Mikey’s grapple will attach itself to a hookable block whenever the jump button is repressed midair, at least so long as there is something nearby that you can actually swing from. For your convenience these swinging blocks will light up to both let you know if you’re close enough to grab them, as well as letting you know which block – at any given moment – will specifically be latched onto. Letting go of the jump button will cause Mikey to unhook the block and continue forward logically with whatever momentum arc he was swinging forward with at the time of release.
It’s a real good thing – as I previously mentioned – that these controls are all impeccably top notch, for Mikey Hooks doesn’t ever don the kids gloves when it comes to level design. BeaverTap Games’ latest offering will regularly ask you to do things such as immediately leaping the second you reach the end of a sliding tunnel – then directing your descent so that you safely go down a narrow spike lined chute – after which throwing your grapple out at the last second to stop yourself from falling completely into a bottomless abyss, all while enemies buzz about. Add on top of this the fact that you’re graded exclusively on the basis of how quickly you can lead Mikey through each level, and you’re left with a game that would have been utterly unplayable with controls even an iota less precise.
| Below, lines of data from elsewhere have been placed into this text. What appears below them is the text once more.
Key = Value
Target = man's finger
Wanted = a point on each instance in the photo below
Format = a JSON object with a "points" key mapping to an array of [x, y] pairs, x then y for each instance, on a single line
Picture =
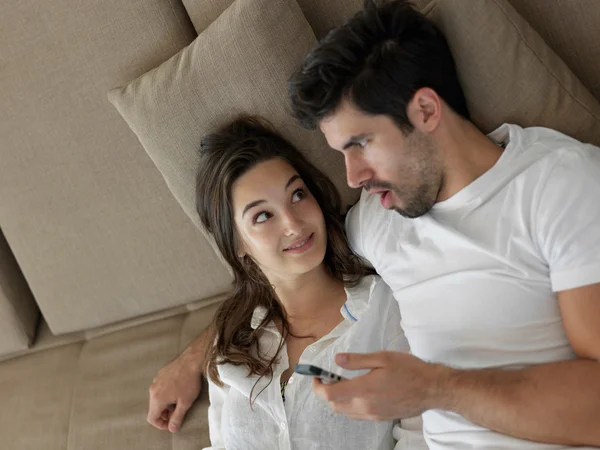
{"points": [[177, 416], [356, 361], [155, 410]]}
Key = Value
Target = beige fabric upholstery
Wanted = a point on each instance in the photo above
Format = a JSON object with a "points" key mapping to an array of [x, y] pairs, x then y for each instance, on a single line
{"points": [[18, 311], [322, 15], [45, 340], [94, 395], [97, 234], [240, 64], [570, 27], [508, 72]]}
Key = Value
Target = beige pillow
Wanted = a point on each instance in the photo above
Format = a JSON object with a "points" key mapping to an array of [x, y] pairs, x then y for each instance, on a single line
{"points": [[508, 72], [322, 15], [240, 64]]}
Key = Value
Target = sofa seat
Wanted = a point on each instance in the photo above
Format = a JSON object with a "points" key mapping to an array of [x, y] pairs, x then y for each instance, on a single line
{"points": [[94, 394]]}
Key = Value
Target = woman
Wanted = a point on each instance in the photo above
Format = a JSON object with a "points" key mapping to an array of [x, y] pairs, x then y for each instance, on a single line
{"points": [[300, 295]]}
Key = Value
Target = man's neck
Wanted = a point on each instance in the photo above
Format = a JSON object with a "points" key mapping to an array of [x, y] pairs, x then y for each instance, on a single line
{"points": [[468, 154]]}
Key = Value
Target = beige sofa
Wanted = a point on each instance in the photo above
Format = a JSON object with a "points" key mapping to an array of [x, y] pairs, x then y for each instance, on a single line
{"points": [[103, 277]]}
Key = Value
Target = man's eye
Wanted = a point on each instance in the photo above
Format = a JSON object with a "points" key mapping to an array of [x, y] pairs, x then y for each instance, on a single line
{"points": [[261, 217], [298, 195], [360, 144]]}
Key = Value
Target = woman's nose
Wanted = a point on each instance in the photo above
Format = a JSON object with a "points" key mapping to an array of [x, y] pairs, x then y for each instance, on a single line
{"points": [[292, 223]]}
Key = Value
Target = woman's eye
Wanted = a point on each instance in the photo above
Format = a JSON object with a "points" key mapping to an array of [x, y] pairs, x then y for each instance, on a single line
{"points": [[262, 217], [298, 195]]}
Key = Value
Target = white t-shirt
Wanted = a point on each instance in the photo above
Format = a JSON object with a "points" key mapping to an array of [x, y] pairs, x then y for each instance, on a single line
{"points": [[305, 422], [476, 277]]}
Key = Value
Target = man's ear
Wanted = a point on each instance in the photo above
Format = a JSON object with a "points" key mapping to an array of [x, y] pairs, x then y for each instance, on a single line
{"points": [[425, 110]]}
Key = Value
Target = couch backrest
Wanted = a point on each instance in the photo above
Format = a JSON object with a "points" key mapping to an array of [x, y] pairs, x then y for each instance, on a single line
{"points": [[95, 230]]}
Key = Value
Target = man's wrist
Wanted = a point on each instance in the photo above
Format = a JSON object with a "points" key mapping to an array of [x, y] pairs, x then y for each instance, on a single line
{"points": [[442, 390], [193, 357]]}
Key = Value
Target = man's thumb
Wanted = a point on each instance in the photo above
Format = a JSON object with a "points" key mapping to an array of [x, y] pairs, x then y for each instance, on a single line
{"points": [[176, 418], [357, 361]]}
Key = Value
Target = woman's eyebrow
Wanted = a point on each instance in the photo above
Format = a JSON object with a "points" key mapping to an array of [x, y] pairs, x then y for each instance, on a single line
{"points": [[258, 202]]}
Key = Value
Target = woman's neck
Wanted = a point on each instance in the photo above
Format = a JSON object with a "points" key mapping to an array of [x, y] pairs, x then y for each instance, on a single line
{"points": [[310, 297]]}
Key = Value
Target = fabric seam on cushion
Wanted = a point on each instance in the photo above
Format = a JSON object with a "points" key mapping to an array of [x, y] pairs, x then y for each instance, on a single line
{"points": [[525, 41], [186, 14], [75, 384], [178, 352]]}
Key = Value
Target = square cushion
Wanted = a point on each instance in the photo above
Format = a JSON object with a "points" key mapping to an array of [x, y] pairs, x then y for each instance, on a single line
{"points": [[240, 64], [95, 230], [571, 29], [322, 15], [508, 72]]}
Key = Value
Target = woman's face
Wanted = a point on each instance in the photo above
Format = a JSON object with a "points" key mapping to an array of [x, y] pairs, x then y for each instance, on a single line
{"points": [[279, 222]]}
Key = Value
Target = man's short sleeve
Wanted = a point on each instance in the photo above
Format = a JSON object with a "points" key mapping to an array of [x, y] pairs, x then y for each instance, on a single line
{"points": [[568, 219]]}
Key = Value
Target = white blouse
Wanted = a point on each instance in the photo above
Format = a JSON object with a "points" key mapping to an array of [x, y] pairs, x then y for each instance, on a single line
{"points": [[304, 421]]}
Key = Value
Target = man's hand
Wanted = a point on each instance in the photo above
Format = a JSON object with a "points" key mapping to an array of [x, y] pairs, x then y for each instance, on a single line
{"points": [[173, 392], [399, 385]]}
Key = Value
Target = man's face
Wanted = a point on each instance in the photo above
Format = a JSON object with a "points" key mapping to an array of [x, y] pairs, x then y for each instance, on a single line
{"points": [[406, 170]]}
In addition to the game’s 24 challenging story levels, Mikey Hooks also features a number of ultra challenging race levels that will really put one’s platforming prowess to the test. In these levels players will have to truly memorize every inch of a track, and the placement of every enemy, if they wish to cross the finish line before the three ghost robots chasing after them. In a turn more or less never seen in iOS games before – so as to better enable players to iteratively refine their path – there exists a full ghost recording of the player’s previous run attempt, a feature that also carries over to replay attempts on story stages as well.
For those who don’t like looking at plain generic style Mikey all day long, there is a bevy of disguise parts – all of which can be mixed and matched – with which to customize the hero to your heart’s delight. All one needs to do, in order to unlock these various bits of heroic apparel, is to save up the coins that lie about utterly everywhere on each of Mikey Hooks’ many story mode stages. While the game does have an IAP option – which can only be purchased a single time – it does nothing to help with the acquisition of these story mode coins, instead it unlocks the title’s cheat menu and retro-pixelated alternate graphics mode.
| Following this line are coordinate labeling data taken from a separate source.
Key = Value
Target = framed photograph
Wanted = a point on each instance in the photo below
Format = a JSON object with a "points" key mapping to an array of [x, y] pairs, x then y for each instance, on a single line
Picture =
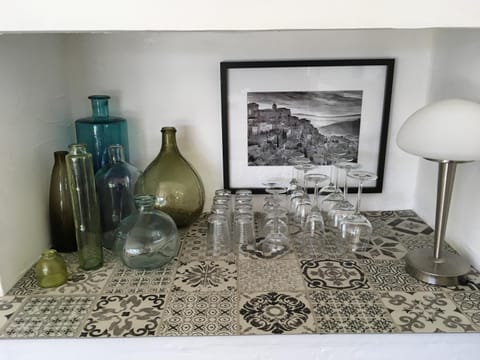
{"points": [[323, 110]]}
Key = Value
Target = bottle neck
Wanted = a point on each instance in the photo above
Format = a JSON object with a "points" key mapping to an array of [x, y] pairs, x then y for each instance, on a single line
{"points": [[99, 107], [78, 149], [59, 156], [144, 202], [116, 154], [169, 142]]}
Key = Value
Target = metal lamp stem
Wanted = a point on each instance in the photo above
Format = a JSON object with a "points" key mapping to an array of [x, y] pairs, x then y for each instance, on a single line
{"points": [[446, 178], [439, 267]]}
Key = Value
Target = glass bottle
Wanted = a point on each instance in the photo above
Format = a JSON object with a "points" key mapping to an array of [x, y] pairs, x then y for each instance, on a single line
{"points": [[115, 184], [62, 228], [178, 188], [148, 238], [101, 130], [51, 270], [86, 213]]}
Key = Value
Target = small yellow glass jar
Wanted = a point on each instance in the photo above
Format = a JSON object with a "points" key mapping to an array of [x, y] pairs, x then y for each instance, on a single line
{"points": [[51, 270]]}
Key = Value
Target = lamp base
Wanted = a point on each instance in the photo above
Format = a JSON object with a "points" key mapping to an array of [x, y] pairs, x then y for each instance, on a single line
{"points": [[446, 271]]}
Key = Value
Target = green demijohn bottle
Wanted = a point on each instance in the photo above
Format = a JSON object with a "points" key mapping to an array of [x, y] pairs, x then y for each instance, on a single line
{"points": [[176, 185], [86, 213]]}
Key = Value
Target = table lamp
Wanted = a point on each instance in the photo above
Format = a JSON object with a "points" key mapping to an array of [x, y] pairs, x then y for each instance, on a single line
{"points": [[446, 132]]}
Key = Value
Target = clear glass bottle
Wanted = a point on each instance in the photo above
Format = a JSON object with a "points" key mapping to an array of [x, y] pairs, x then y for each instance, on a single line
{"points": [[115, 185], [148, 238], [175, 183], [51, 270], [86, 212], [101, 130], [62, 228]]}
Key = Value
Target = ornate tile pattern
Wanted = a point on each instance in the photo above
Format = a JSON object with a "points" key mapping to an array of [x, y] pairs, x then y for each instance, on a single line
{"points": [[206, 276], [269, 275], [210, 313], [333, 274], [382, 248], [8, 306], [468, 302], [130, 281], [275, 313], [124, 315], [341, 311], [391, 275], [425, 312], [49, 316], [410, 226], [317, 286]]}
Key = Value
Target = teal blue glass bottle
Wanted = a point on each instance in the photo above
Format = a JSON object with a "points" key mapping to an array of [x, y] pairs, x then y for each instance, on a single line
{"points": [[101, 130]]}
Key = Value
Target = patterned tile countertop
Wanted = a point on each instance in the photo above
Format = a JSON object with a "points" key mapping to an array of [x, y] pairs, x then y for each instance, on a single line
{"points": [[205, 293]]}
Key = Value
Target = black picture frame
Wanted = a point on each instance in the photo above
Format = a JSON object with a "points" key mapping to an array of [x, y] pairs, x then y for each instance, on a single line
{"points": [[370, 79]]}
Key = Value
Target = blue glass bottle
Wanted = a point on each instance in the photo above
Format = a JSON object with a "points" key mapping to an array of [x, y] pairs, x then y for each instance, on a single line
{"points": [[101, 130], [115, 184]]}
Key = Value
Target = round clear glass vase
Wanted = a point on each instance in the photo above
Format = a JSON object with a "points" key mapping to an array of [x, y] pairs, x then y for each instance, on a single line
{"points": [[148, 238]]}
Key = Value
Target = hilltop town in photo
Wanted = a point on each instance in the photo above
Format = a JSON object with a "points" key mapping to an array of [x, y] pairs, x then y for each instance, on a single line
{"points": [[316, 124]]}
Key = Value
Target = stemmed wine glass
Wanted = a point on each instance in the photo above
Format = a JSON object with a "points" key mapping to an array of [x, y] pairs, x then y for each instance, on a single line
{"points": [[303, 203], [343, 207], [314, 224], [355, 228], [333, 150]]}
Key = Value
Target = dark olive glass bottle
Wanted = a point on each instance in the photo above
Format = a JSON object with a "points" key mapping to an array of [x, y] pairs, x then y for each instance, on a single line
{"points": [[62, 228], [51, 270], [176, 185]]}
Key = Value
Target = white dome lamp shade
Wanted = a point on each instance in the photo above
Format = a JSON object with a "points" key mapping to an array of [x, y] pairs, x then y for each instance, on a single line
{"points": [[447, 132]]}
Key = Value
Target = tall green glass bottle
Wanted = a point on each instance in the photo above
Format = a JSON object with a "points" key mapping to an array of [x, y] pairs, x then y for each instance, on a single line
{"points": [[101, 130], [176, 185], [86, 213]]}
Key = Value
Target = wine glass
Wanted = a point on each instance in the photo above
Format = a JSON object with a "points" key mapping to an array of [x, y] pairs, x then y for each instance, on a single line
{"points": [[333, 150], [355, 228], [316, 179], [343, 207]]}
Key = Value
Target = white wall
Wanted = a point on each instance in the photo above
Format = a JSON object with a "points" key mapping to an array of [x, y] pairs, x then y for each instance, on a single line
{"points": [[108, 15], [455, 73], [161, 79], [34, 123]]}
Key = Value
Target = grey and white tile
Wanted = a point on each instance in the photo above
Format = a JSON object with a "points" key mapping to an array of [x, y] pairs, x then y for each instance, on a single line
{"points": [[390, 275], [124, 315], [200, 313], [345, 311], [468, 302], [275, 313], [131, 281], [49, 316], [382, 248], [213, 275], [333, 274], [425, 312], [9, 304], [269, 275], [82, 282]]}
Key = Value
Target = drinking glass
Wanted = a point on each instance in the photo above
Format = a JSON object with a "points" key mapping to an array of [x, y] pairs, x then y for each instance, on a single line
{"points": [[355, 228], [276, 242], [244, 232], [218, 234], [342, 208]]}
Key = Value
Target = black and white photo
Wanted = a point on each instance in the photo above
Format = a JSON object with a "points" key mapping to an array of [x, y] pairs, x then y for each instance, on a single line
{"points": [[275, 111], [285, 125]]}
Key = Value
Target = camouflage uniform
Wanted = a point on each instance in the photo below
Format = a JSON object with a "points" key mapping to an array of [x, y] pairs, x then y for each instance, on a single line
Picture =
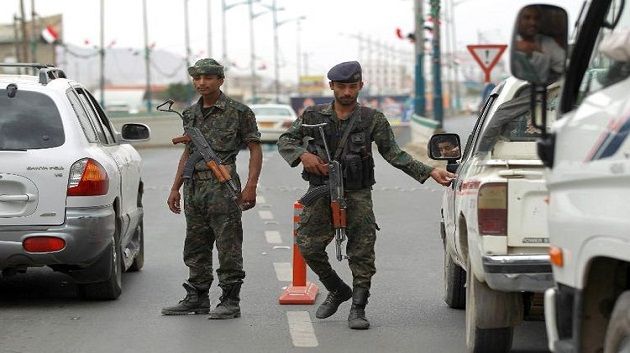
{"points": [[315, 231], [211, 216]]}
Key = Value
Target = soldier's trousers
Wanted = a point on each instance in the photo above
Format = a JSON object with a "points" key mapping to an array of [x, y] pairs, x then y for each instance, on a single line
{"points": [[315, 232], [212, 218]]}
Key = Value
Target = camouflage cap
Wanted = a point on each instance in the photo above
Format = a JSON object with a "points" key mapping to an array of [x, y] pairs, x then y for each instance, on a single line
{"points": [[206, 67]]}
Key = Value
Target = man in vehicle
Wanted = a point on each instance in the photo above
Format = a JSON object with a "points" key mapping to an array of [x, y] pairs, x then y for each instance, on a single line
{"points": [[539, 54], [350, 130], [211, 216]]}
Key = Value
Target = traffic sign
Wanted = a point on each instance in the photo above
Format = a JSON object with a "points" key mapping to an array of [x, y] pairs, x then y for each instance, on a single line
{"points": [[487, 56]]}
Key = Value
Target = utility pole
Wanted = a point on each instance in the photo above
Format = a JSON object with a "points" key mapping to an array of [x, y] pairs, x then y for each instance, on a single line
{"points": [[448, 18], [458, 104], [34, 33], [147, 56], [438, 108], [252, 51], [187, 44], [276, 48], [209, 23], [102, 55], [16, 34], [24, 37], [298, 47], [419, 100]]}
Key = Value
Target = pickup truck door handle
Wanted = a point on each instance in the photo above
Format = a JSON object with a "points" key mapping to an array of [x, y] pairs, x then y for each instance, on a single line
{"points": [[14, 198], [515, 173]]}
Speaking of graphics, one of the only real complaints I can levy against Mikey Hooks is that the entire game – despite everything else it does profoundly right – is actually rather drab appearing. The other actual gripe I would bring up is the more problematic of the two, which is the fact that Mikey Hooks is – unless you replay every level to three star perfection – an extremely short title. However, even if Mikey Hooks can easily be completed in a mere two hours – a runtime that many similarly priced apps far out offer – these are still the best two hours of platform jumping that you will ever see in a game deliberately made for the iOS market.
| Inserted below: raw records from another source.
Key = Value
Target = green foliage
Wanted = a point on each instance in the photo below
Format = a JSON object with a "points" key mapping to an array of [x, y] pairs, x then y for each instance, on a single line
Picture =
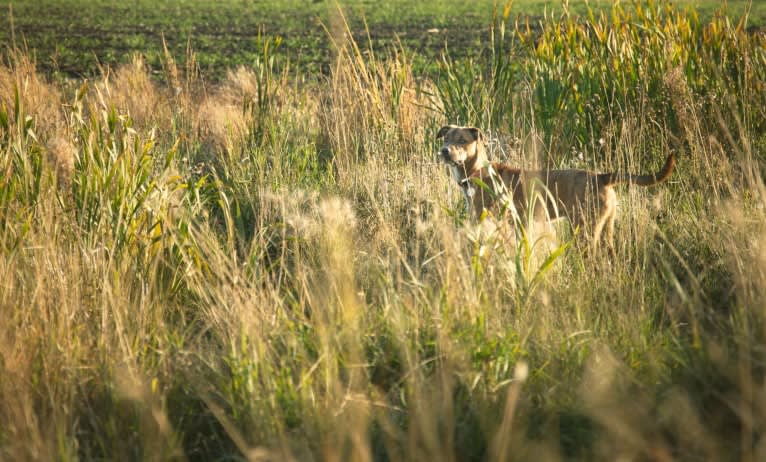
{"points": [[285, 273]]}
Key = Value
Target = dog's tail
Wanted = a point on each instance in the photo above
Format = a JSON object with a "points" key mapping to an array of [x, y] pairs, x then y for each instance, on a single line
{"points": [[641, 180]]}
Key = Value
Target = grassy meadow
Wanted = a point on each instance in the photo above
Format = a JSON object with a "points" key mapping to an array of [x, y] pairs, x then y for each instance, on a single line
{"points": [[257, 259]]}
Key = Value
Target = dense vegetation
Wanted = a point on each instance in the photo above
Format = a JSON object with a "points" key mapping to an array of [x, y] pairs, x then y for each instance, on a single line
{"points": [[276, 267]]}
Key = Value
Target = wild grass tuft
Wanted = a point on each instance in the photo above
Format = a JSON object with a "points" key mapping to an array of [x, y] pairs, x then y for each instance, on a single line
{"points": [[277, 267]]}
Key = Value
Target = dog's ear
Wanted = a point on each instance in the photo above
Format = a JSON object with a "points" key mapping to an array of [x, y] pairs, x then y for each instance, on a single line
{"points": [[477, 133], [443, 131]]}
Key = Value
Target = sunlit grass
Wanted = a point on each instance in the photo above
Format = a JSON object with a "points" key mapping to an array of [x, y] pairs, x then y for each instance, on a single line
{"points": [[271, 268]]}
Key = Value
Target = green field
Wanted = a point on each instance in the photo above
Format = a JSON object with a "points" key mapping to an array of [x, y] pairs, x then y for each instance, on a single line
{"points": [[244, 248], [75, 37]]}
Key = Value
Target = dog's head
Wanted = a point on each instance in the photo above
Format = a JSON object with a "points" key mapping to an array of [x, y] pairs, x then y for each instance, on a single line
{"points": [[462, 145]]}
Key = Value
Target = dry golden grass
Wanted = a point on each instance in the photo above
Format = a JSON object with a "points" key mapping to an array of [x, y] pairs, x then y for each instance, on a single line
{"points": [[315, 292]]}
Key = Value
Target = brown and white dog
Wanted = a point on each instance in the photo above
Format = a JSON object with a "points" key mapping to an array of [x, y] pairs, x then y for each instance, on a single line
{"points": [[587, 199]]}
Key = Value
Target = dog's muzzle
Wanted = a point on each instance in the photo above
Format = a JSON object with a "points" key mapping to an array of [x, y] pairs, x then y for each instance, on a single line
{"points": [[444, 154]]}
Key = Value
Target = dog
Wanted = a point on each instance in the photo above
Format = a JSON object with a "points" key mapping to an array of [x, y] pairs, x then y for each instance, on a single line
{"points": [[587, 199]]}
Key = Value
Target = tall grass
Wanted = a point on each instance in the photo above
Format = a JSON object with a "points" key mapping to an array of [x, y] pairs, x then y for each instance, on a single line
{"points": [[279, 270]]}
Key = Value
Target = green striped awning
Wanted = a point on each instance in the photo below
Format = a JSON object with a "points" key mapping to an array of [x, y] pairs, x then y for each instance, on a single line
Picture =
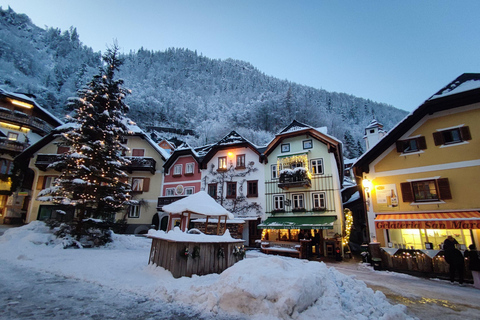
{"points": [[308, 222]]}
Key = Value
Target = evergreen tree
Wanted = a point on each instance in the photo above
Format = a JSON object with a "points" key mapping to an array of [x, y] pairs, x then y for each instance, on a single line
{"points": [[92, 178]]}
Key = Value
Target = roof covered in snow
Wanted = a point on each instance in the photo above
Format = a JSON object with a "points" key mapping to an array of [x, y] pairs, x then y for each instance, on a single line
{"points": [[199, 203], [462, 91]]}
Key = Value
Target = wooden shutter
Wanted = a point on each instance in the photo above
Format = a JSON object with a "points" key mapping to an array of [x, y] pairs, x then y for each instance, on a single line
{"points": [[444, 192], [146, 184], [438, 138], [407, 192], [465, 133], [40, 182], [421, 143], [400, 145]]}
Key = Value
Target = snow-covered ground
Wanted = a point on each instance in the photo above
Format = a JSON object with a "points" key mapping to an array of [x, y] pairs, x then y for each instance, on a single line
{"points": [[258, 287]]}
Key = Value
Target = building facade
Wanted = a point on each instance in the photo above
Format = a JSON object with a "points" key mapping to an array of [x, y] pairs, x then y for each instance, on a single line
{"points": [[22, 123], [303, 182], [420, 181]]}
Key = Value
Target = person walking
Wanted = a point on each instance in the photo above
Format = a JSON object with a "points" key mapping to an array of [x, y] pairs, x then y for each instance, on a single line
{"points": [[454, 258], [474, 264]]}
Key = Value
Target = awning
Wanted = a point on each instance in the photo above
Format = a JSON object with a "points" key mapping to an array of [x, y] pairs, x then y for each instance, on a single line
{"points": [[309, 222], [432, 220]]}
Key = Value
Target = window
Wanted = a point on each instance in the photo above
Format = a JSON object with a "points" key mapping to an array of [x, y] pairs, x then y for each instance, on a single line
{"points": [[298, 202], [411, 145], [12, 136], [317, 166], [241, 161], [279, 202], [426, 190], [452, 136], [177, 170], [189, 167], [140, 184], [252, 188], [62, 149], [222, 163], [6, 166], [285, 147], [275, 172], [231, 190], [138, 152], [307, 144], [212, 190], [318, 201], [134, 211]]}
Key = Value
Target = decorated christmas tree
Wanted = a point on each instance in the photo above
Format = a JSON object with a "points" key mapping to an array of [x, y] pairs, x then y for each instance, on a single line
{"points": [[92, 178]]}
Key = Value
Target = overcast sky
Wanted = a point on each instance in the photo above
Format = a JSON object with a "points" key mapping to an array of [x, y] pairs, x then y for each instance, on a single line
{"points": [[397, 52]]}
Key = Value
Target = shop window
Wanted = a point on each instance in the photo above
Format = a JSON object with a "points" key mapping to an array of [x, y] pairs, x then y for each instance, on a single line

iFanzine Verdict: Mikey Hooks is an iOS game that, even though it features support for the iCade, actually has what might be the most sublimely precise controls ever before seen in a touch screen platformer. It’s a good thing too, since the game features diabolical level design the likes of which would have been utterly untenable with the onscreen controls featured in most lesser platforming apps. Not content to stop there, the developers have furthermore added a ghost replay of your previous run to help players better iterate their way to three-star successes in Mikey Hook’s 24 levels. The only real downsides to this stellar package are the somewhat lackluster graphics, and the fact that Mikey Hooks is definitely far shorter than many other similarly priced apps (apps that generally don’t have controls half as divine as these).